Кадам помолчал, потом сказал сухо:
— Еще я думаю, что завтра мне идти на охоту. Мяса нет. Козлы высоко поднялись. Слышишь, как дует?
— Ты правда об этом сейчас думаешь? — приподнявшись на локте, удивленно и обиженно спросила Гульнара.
— Да, — сказал Кадам. — Ты ведь спросила… — И, помолчав, добавил: — Я буду делать как надо. Мы назовем его Кудайназар.
Кадам уехал на охоту засветло. Он не стал будить Гульнару, подумал и не стал. Вскипятил себе чаю, пожевал сухую лепешку — вот и весь завтрак. Пусть спит Гульнара. Ей придется еще поработать немало.
Кутаясь в истрепанный ватник — рассветы в горах холодны — Кадам поднялся в гору по узкой крутой тропе. Подъем был тяжел, и жеребцу приходилось туго — шея его была натужно вытянута вперед, напряжена, под пластами перекатывающихся мышц ходили лопатки.
То опережая всадника, то отставая, бежала собака Кадама — высокий остромордый пес, натасканный на диких козлов. На извиве тропы собака остановилась как вкопанная и, оглянувшись на хозяина, села.

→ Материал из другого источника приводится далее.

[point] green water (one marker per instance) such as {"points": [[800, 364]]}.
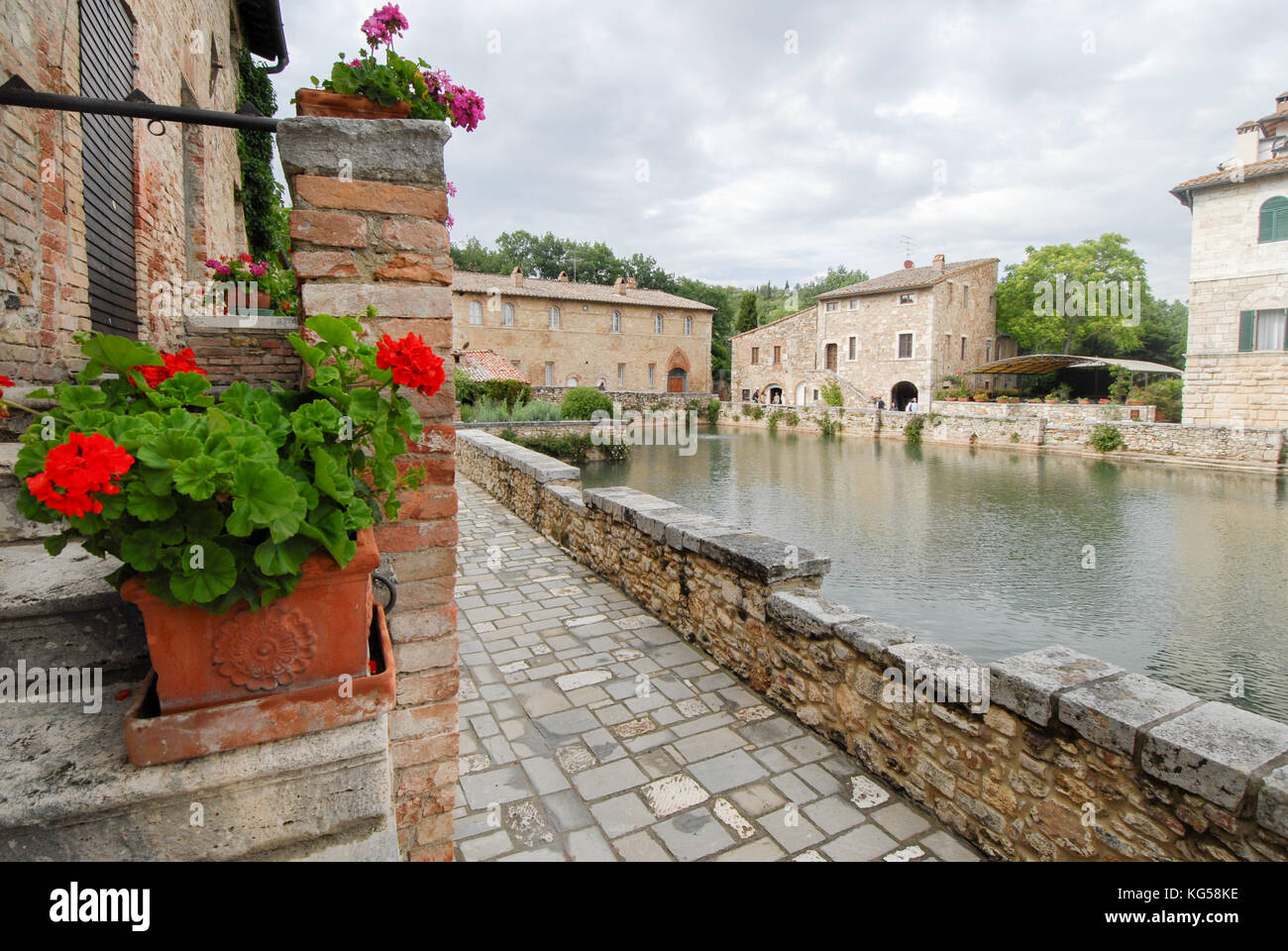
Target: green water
{"points": [[984, 549]]}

Склон с тропой был занят, залит ячьим стадом. Полсотни приземистых черных животных, полудиких, с наискось вбитыми в массивный череп рогами, злобно похрюкивая, уставились на всадника. Вожак стада — великолепный бык с короткими, мощными ногами — выскочил вперед и, преграждая человеку путь, встал на тропе. Стадо волновалось, теснилось за своим вожаком.
Кадамов жеребец присел на задние ноги и остановился. Он боялся этих мрачных зверей, скалился, прижимал уши. Кадам потрепал его по шее и, легко соскочив с седла, двинулся вверх по тропе. Поджав под брюхо длинный тонкий хвост, собака неохотно плелась за хозяином. Несколько шагов не доходя до вожака, она остановилась и стояла, повизгивая.

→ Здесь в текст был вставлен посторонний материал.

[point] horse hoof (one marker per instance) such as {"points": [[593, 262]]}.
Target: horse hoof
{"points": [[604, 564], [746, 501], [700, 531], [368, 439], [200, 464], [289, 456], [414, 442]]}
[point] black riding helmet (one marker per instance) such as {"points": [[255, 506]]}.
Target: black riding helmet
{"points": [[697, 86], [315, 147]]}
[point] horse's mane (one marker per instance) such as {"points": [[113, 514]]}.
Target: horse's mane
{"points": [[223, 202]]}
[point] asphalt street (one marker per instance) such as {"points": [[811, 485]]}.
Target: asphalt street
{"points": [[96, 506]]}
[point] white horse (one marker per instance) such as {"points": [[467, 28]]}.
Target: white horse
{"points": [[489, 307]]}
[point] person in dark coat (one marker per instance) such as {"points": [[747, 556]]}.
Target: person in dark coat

А Кадам, обойдя быка, вошел в стадо, как в черную бурлящую воду. Животные подозрительно обнюхивали его, тыкались тяжелыми мордами в его грудь и спину.
— Ну, что? — как бы увещевал Кадам, то ли сам выбиравший себе дорогу, то ли подчинявшийся пинкам. — Что стоите? Боитесь? Свой я, свой! Иду, куда мне надо — и вы идите. Чох! Вот так, вот так… — он подошел к старой, крупной телке и, подняв руку, с осторожностью положил ладонь на ее костистый лоб, чуть пониже основания рогов. — Ты чья? Абдумамуна, что ли? Ну, иди, иди! — он легонько толкнул телку — плечом в плечо, а потом, сдвинув с места, шлепнул ее по крупу. Телка тяжело повернулась и, мотая головой, сошла с тропы. Обходя Кадама, яки двинулись за ней. Проследив движение стада, с достоинством полез в гору и вожак.
Кадам вернулся к коню, сел в седло. Повеселевшая собака прыгала у стремени и заискивающе глядела на Кадама, прося прощения за свою трусость.
Ущелье расширилось, постепенно перешло в плоскогорье. Неширокий ручей, сверкающий, словно бы выложенный из кусочков стекла, наотмашь перечеркивал плечо плоскогорья.